The floor beneath me was cold but it was still and clean. The airport was immaculate. I tilted my head and squinted across the floor, thinking I could make my sight travel the floor like a low-flying bird. The floor shone in a dull lifeless way. I had a brief sensation that I was at O'Hare again, trying to leave for Senegal. I was alternately enraged and spread wide with great peace. Any thwarted movement was an affront, was almost impossible to understand. It was so hard to understand No. But with every untaken step a part of the soul sighs in relief.

Mo & Thor -

Everyone's got their own money. It's the first thing a new country does, it prints money. The money here's beautiful, as almost all money is everywhere outside the U.S. - - even Canada's is better than ours. Hand (you remember Hand. He told you how the hunters trap meercats, and demonstrated on you, Thor) says that in New Zealand, the money has little plastic see-through windows. Money is really the only tangible communication device we have, if you

"Let's go, dipshit."

Hand had emerged, laughing with the Moroccan airline man, who was dressed like a pilot and carried a similar suitcase. I put away the postcard and while outside our plane rolled away to Paris, we passed through the hissing airport doors and into the darkened clear cool night of Marrakesh.

We regained our car, feeling like we were stealing it – it was still there, we had the keys, but it was so odd – and drove back to the city to find a hotel. We'd check in and then head to the mountains, where we planned to find people, dwelling in the hills, living in huts, and to them we would come in the night – in the blackening sky there were already stars and a low moon climbing – and we would throw small bundles of bills through their open glassless windows and then drive off.

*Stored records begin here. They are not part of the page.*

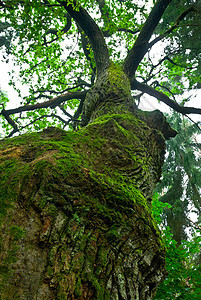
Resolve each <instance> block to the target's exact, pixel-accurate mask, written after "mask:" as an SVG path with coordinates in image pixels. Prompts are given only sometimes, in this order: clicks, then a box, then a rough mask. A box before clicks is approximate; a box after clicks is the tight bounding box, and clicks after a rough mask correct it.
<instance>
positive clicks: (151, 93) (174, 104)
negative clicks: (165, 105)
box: [131, 79, 201, 115]
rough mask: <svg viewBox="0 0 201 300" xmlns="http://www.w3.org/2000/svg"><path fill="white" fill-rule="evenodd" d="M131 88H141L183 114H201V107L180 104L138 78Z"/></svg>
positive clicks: (199, 114)
mask: <svg viewBox="0 0 201 300" xmlns="http://www.w3.org/2000/svg"><path fill="white" fill-rule="evenodd" d="M131 89H132V90H140V91H142V92H144V93H146V94H148V95H150V96H152V97H154V98H156V99H158V100H160V101H161V102H163V103H165V104H166V105H168V106H169V107H171V108H173V109H174V110H175V111H177V112H179V113H181V114H182V115H188V114H199V115H200V114H201V108H195V107H185V106H180V105H179V104H178V103H176V102H175V101H173V100H171V99H170V98H169V97H168V96H166V95H165V94H163V93H162V92H159V91H157V90H155V89H153V88H152V87H150V86H148V85H146V84H143V83H140V82H138V81H137V80H136V79H134V80H133V81H132V83H131Z"/></svg>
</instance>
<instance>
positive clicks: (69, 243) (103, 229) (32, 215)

First, though, we would see the Djemaa el-Fna; we'd driven past it on the way to the bank and it was already insanity, thousands massing and growing, countless locals and tourists milling around outdoor shops and food kiosks in dashikis and Dockers, all eyes overwhelmed and ears dulled by the roaring murmurs. We checked into a bland hotel of glass and silver and for ten minutes watched, again, the Paris to Dakar race on TV. They now had a camera in one of the cars, and the driver passed village after village, all blurry homes and faces, leaving all behind, very literally, in his dust.